Real-model tests for specialized agents should use the installed bundle when the feature must work for installed users. The test should:

extract the bundle archive
start the bundled CLI/server with the default config
create a realistic fixture project
send a generic user request to the specialized agent
allow only the fixture paths and any bundled docs/source paths the agent may need
override auth/model only through normal config overrides
assert final artifacts and run independent validation after the model stops

The user prompt should stay generic. Project details should live in the fixture project docs and files. Task mechanics should live in the bundled guide.

When ChatGPT login auth is supported in a test, make it explicit. For example, use an env var such as CHATGPT_CREDENTIALS and set auth_mode: "chatgpt" plus the credentials path in the request overrides. Do not silently fall back from a requested credential mode to API-key mode.

Process Telemetry

Capture process-quality signals separately from final pass/fail:

total tool calls and tool calls by name
whether the agent read the guide
whether it read plugin source
whether it read example tests
generated files
syntax checks or cheap local tests attempted
final validation attempted
command failures observed

Use both soft and hard budgets:

soft tool-call limit: warn or report diagnostics, but allow a valid solution
hard tool-call limit: stop or fail the request
soft timeout: warn and continue so downstream validation can still be observed
hard timeout: fail and terminate the run

Soft-budget failures are instruction-tuning signals. Hard-budget failures are test failures.

Fixture Design

Fixtures should be small but realistic. Prefer real files, package manifests, git repositories, and tests over mocked internals. For multi-repository or multi-service workflows, initialize fixture repositories during test setup and clean them up through the test temp directory.

The assertion should check behavior, not exact text. Good assertions include:

required files exist and are executable
generated JSON matches expected shape
generated scripts pass shell syntax checks
a local no-Docker harness passes when custom transfer/setup behavior is generated
the final public validation command passes

Avoid test-only product shortcuts. If the realistic test exposes a product defect, keep the test realistic and fix the product code or document a follow-up task.

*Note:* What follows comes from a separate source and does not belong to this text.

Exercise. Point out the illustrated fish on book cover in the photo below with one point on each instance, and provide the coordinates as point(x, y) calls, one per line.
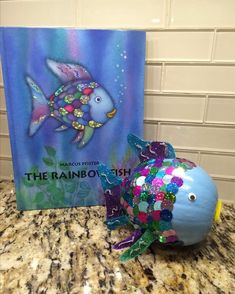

Documentation And Completion Notes

When the test exposes model confusion, update the guide first. Keep the developer message concise and generic. Record observed model behavior in task completion notes, including tool counts, timeouts, source reads, and remaining product issues.

If a passing test still exceeds a soft budget, treat it as functionally passing but performance-suspect. Do not hide product startup or dependency problems by only raising hard timeouts.